The plan is porous, meaning there are numerous ways to get in and out of the district. It allows for a network of entrances and exits. While the new district will contain a dignified and peaceful historic site, that site can be entered from all four directions.
The plan is expansive. For too long locals have heard that “the Alamo is so small.” That is because it has been interpreted as a small shrine along busy streets with bustling urban activity. The proposed plan expands the footprint of the site to interpret the mission courtyard and the burial sites of Native Americans. Through the use of glass interpretive walls, the plan allows the extent of the battleground to be understood while not blocking views of the church. The master plan stretches to the life-giving river and to the historic Alameda (East Commerce Street) where the bodies of the defenders were burned and interned.

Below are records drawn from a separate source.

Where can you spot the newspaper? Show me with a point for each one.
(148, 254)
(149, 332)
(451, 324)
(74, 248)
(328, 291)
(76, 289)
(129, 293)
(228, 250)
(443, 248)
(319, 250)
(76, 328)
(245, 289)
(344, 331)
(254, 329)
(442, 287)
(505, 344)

The plan is climate-appropriate. The heat island effect of the city is real and will be addressed by significantly reducing the area of paved surfaces, retaining most of the existing trees, and by adding many new shade trees, landscaped beds of plants, lawns of grass, and by the refreshing presence of water in the form of interpreted acequias. Lanes of South Alamo Street will be removed and replaced by a rippling acequia lined with native plants and by the shade of the pedestrian promenade. All heritage trees will be preserved or relocated.
Alamo Plaza as a space that is associated with a World Heritage site is being re-imagined so that all visitors can understand the context of the historic site. Alamo Plaza as a civic space (extending from Commerce to Houston Streets) is being enhanced by the activation of Plaza Valero and the tree-covered sidewalks of the promenade connecting to the Torch of Friendship Plaza. From there, the plan connects to the proposed Civic Park in Hemisfair. Rather than the two acres of street pavement and sidewalks that we now call Alamo Plaza, the plan creates a pedestrian spine encompassing almost 20 acres of civic space, most of it shaded by trees, and stretching from Houston Street to César E. Chávez Boulevard. This urban district will provide a landscaped spine for the eastern half of downtown. The plan is big and bold, something quite rare for an American city or a state to propose.
The Alamo Master Plan is the outcome of a four-year process. It is a dynamic, multi-purposed transformation of an entire urban district. It deserves the support of the citizens of San Antonio and Texas.